*nod*.
Build up your graph (city nodes with bridge edges between them). Almost any implimentation would work.
Then, you want to "paint" the graph with the max weight of a truck that can reach each city. Flow out greedily from city zero.
How to flow: keep track of which cities you already know how much weight can reach. Keep track of all bridges out of the known territory: store max (bridge capacity, capacity of the city it comes from), and keep this list sorted by this effective capacity.
Select the highest effective capacity bridge. Bring the city it goes to into the fold, and add the bridges out of that city to your sorted bridge list.
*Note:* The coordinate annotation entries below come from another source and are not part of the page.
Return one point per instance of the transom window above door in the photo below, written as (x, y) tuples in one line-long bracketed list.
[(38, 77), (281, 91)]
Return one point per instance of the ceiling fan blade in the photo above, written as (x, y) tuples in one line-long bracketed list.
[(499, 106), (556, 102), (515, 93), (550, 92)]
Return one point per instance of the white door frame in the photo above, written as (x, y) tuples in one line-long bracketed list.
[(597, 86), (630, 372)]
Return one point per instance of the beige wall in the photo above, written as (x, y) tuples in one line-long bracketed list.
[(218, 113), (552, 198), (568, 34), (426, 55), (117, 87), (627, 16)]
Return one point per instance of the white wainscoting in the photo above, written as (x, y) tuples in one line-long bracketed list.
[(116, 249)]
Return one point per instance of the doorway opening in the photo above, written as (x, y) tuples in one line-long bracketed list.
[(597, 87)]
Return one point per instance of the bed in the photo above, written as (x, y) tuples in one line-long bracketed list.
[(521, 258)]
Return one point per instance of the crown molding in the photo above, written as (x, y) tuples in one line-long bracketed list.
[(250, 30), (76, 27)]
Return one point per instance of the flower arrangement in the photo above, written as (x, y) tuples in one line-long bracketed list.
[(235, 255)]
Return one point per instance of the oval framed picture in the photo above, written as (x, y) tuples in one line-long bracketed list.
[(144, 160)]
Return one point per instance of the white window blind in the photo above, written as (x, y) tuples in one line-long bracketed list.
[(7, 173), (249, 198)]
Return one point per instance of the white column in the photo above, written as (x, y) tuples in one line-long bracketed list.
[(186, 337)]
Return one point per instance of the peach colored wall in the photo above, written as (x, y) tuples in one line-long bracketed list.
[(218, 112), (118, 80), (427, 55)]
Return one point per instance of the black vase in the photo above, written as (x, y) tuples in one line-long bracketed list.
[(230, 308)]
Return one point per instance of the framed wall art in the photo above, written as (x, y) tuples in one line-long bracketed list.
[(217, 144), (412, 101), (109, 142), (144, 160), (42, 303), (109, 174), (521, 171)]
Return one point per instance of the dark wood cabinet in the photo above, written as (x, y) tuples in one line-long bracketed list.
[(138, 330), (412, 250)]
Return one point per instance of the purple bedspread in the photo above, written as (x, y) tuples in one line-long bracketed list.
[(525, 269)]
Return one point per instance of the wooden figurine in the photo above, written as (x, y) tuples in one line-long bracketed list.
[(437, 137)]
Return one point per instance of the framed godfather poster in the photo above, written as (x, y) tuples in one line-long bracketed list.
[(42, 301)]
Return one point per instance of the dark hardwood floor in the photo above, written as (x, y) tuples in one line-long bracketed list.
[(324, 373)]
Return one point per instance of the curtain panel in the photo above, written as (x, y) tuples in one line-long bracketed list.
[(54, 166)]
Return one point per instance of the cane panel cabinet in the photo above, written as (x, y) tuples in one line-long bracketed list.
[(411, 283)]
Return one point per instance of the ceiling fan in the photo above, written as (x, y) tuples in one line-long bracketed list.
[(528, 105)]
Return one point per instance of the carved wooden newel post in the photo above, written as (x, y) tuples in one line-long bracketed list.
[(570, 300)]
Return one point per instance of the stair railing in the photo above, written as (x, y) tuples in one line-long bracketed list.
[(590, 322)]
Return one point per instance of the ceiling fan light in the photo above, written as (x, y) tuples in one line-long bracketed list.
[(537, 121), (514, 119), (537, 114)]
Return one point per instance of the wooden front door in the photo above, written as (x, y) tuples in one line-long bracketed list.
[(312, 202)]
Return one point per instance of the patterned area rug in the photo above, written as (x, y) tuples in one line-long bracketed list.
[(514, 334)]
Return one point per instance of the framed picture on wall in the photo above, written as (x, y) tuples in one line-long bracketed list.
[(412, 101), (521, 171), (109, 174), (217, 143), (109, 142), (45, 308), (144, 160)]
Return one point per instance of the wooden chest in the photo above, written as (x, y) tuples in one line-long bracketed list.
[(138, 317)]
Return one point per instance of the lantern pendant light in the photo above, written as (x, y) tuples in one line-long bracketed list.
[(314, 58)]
Repeat until bridge list empty.
You can short cut it once you have every city that you want to visit in your known capacity set.
Now, find the min capacity city you have to visit.
Will take O((n lg(n)) time at worst, n = cities + bridges.
Other than the fact both are graph problems, this really isn't the travelling salesman problem.
Oh yes, and all of the above gave good, if less explicit, advice.
General programming contest advice:
Learn "dynamic programming".
Figure out this cute problem: "How can we fit the most amount of cars on a two-lane ferry? Does always putting the next car on the side with the most remaining room solve the problem? Can we exploit the fact that the sum of accumulated car lengths on each lane of the ferry is always an integer?" (from
http://www.cs.sunysb.edu/~skiena/392/lectures/week11/ )
Learn a hell of alot of graph algorithms.
Learn some numeric computation: I got burned not knowing shit about this once.